First job was data acquisition. I was able to acquire JSON criminal incidents in the last 10 years from Buffalo’s Open Data Portal (https://data.buffalony.gov/resource/d6g9-xbgu.json).
Second job was webpage setup. The main goal was displaying a map. To do that, I used the plotly library in conjunction with mapbox, from where I obtained the API key. From there it was simple function defining and I was able to display a tiny map onto my screen. I used codenvy as my IDE because it allows me to preview my website.
Third job was backend work. First job was setting up the server Background. I wrote a python web server that connects to the API, filter the data, and send the data to the javascript code upon request. I relied on bottle documentation for establishing my web server. After series of testing, the last thing I had to do was get the data from the API and return it from the “/tickets” path on the server.
And after 24 hours, I had markers on a map with criminal incidents record.
Challenges I ran into
There were a lot of unexpected variables and foul function/list/dictionary calling. For the JSON data, I spent 4 hours editing and deleting elements, but they decided to update the data right when I perfected it so I had to start all over again. It was a little complicated in the end because the project required me to tackle topics I didn't do in class. But overall, it was temporary.
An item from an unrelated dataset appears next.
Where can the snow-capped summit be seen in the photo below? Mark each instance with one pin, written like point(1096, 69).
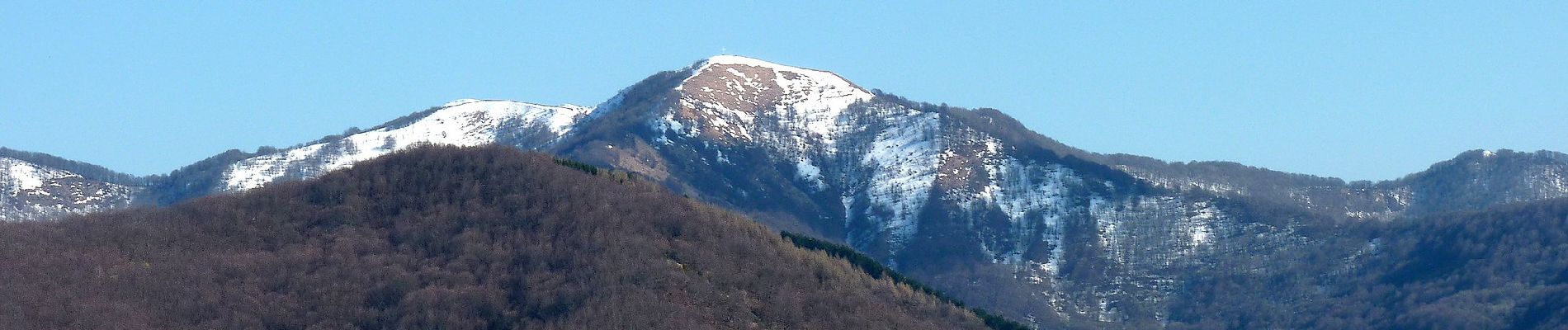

Accomplishments that I'm proud of
I was able to make the best of my CSE115 course. The topic seemed intimidating and there were times where I had given up all hope. But I am proud of using everything I learned so far here at UB and make a solid, concrete project!
What I learned
I learned how to be a better programmer. The project taught me how I can minimize the risk factor and the hardwork into complex functionality and I definitely believe this will help me in my future hackathons and CSE in general. I learned how even the simplest of lists can screw you over and throw you into a headspin. But most importantly, I fell in love with programming again and again.
What's next for Holmes.com
I want to make it more interactive. I want to add make existing information more accessible on my website. Right now, my project is extremely binary and simple but it has room for development. I believe with proper dedication and knowledge, I can really grow this into something big.